“One, Two… One, Two, Three, Four…”
- Gord Taylor
Prudence Taylor turned sixteen the day after John Lennon was murdered. Other than her name though, taken from the famous song, this bit of news had no significance and made the morning not much different than the five thousand, eight hundred and forty that came before it.
She found out as most of you did, through whispers between friends and strangers, a moment better shared in confidence than spoken aloud in the public square. As though keeping it quiet would somehow make it just a bad dream.
Her roommate Daphne puttered around the room searching for her black and gold scarf as Prudence (Pru to most of those who knew her) made breakfast, spreading peanut butter and jelly in haphazard strokes across Wonder Bread toast.
“What happened?” Pru asked.
“Shot walking home with Yoko.”
“And yet Manilow lives,” Daphne said.
“John wasn’t even your favorite Beatle.”
Pru, dressed in a flowing skirt and ever present Izod shirt (Daphne nicknamed her Prippy Longstocking – half preppie, half hippie) carried her food into the suite and flopped on the couch, her legs hanging over the ottoman. She flipped on the television, twelve inches of Trinitron color won in a Boy Scout raffle after being surrounded outside the post office by four little thugs in their utilitarian blue jumpers.
Maybe intimidation earned them a merit badge.
Lennon died eighteen hours earlier but the three channels the dorm had access to were well into their regularly scheduled programming. So unless “The Young and Restless” had written the murder into their amnesia story line, no updated information would arrive before the six o’clock news.
That was okay. In those days Pru’s mother was her very own Walter Cronkite.
“You answering that?” Daphne asked as they listened to the wall phone ring into the room.
“No,” Pru said. “She’s only going to ask me to stay indoors.” Daphne crossed the room and picked it up anyway.
“Playboy Club. How may I direct your call?” She tried to make small talk with Patty Taylor (aka The former Mrs. Taylor) but the muffled staccato voice coming through the other end of the receiver had no patience for pleasantries this day.
Pru snapped her fingers and shook her head in Daphne’s direction, hoping her roommate would come up with some plausible lie to explain an absence. Pru offered various pantomimes, head down on folded hands, massaging fake shampoo through her hair, running in place, but by that point Daphne lost interest. She held out the phone with a shrug and Pru snatched it, baring her teeth for effect.
“Where are you?” The former Mrs. Taylor asked.
“In my room. Where you just called me.”
“Did you hear about John?”
Patty said this as if she knew him, as if their two families belonged to the same country club and saw each other at Sunday brunches and Casino Nights.
“If you mean Lennon, then yes,” Pru said.
“This isn’t a joke, Prudence” Patty said.
Pru smothered a laugh, hearing her name juxtaposed with the guy, now dead, who wrote the song for which she was named. Not that it was funny per se.
“I haven’t been able to reach your father,” she continued.
“Doesn’t mean someone shot him.”
“Could be some creative serial killer,” hypothesized Daphne.
Her mother was a high profile lawyer/ambulance chaser who’d been involved in several celebrity murder trials in their brief forced together courtship at school.
“It’s just Daphne, mom.

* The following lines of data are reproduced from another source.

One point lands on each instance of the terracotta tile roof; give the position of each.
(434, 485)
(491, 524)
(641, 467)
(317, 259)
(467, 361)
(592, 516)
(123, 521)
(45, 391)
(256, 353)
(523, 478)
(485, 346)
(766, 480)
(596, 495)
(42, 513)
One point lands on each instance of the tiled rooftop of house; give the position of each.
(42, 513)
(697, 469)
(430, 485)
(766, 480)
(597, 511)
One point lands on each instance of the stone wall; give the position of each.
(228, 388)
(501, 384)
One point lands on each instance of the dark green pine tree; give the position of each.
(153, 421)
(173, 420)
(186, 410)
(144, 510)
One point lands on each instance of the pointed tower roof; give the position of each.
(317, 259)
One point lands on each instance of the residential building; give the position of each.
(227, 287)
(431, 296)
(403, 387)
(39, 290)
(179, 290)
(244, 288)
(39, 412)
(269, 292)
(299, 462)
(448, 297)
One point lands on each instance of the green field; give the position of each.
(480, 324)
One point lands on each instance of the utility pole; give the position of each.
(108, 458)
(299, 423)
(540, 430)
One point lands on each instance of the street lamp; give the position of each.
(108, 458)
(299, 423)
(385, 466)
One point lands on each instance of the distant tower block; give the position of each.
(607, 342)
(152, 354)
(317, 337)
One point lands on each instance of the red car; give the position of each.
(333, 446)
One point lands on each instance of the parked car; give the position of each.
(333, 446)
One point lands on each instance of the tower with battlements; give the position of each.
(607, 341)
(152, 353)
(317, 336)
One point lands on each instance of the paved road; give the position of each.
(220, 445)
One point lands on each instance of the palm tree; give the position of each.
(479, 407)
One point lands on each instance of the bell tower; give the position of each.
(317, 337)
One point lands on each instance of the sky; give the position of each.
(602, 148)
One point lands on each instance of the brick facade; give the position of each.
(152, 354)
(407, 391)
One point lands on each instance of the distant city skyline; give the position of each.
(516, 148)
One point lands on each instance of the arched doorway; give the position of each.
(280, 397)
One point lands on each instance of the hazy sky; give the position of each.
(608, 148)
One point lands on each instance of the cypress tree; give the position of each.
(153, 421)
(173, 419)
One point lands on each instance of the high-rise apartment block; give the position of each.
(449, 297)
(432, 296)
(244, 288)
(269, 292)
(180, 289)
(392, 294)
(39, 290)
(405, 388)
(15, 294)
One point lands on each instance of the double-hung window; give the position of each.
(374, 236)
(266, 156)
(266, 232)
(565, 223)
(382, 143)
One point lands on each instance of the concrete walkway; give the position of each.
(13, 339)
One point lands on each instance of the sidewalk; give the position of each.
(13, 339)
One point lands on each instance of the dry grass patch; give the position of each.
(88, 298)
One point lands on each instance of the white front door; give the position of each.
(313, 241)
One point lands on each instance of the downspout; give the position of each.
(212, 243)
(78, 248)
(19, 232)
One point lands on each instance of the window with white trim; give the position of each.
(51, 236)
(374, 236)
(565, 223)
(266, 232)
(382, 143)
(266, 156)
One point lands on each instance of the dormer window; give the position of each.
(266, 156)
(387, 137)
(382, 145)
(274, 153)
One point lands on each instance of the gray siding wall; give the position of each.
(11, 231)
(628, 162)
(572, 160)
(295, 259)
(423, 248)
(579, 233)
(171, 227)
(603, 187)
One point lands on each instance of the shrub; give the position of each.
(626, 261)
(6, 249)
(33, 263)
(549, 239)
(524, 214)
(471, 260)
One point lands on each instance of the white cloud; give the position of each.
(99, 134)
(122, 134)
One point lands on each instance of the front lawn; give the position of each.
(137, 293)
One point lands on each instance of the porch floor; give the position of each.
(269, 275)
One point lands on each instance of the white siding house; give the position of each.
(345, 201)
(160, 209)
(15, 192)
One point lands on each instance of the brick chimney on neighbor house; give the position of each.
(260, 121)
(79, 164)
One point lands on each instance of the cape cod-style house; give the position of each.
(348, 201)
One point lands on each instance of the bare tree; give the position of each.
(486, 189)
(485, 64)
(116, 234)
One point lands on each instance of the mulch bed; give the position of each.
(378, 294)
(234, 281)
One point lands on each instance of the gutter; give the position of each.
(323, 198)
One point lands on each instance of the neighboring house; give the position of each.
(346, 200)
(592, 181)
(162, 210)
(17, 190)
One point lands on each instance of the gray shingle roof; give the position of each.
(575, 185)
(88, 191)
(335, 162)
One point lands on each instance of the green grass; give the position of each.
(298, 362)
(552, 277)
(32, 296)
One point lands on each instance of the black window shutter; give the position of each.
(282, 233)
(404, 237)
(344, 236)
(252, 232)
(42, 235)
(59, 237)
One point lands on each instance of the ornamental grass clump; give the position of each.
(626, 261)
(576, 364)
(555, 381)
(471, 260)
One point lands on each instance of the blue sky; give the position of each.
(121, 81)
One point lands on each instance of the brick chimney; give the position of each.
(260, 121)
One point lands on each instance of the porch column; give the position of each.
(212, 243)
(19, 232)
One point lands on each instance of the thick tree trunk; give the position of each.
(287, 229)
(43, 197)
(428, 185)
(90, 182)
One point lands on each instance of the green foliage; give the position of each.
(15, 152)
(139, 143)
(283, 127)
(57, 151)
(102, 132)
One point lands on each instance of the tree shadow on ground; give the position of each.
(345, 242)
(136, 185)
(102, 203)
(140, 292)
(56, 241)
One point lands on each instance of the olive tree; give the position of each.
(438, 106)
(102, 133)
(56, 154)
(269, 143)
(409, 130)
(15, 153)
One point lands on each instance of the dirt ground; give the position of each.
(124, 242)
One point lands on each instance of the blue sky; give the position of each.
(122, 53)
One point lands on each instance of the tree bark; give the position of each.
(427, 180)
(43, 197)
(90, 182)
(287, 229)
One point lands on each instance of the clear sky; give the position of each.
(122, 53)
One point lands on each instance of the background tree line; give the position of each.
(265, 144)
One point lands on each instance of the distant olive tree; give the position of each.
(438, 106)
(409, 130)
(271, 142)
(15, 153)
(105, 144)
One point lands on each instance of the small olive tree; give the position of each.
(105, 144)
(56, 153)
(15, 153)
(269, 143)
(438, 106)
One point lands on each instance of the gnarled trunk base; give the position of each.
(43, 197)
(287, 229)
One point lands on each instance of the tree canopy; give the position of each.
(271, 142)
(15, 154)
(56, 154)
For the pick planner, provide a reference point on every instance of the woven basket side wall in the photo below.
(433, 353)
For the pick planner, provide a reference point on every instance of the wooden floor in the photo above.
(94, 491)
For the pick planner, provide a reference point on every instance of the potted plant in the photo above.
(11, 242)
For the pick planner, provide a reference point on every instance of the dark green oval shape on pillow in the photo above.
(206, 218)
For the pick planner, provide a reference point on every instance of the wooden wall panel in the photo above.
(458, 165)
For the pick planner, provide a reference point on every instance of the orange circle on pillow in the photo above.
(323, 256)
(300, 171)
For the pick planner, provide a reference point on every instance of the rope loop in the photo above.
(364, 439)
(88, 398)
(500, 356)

No, she didn’t say anything worth repeating. No, I won’t get her mother’s number for you,” Pru said.
Someone knocked at the door.
“I’m sure he’s just off living his life. I have to get the door. I’m not bringing a knife.”
Pru hung up without a formal goodbye.
It was Greta Adams from down the hall. As in John and Abigail Adams’ great, great, great, great, great, great, great, great, great granddaughter.
“I think your dad’s on campus.”
They say that all stories can be broken down to the relationship between two people. If that’s true, this one is about Prudence and her father. Lets just say you’ve heard of him. Everyone has. His name is Gord Taylor and he’s a rock star.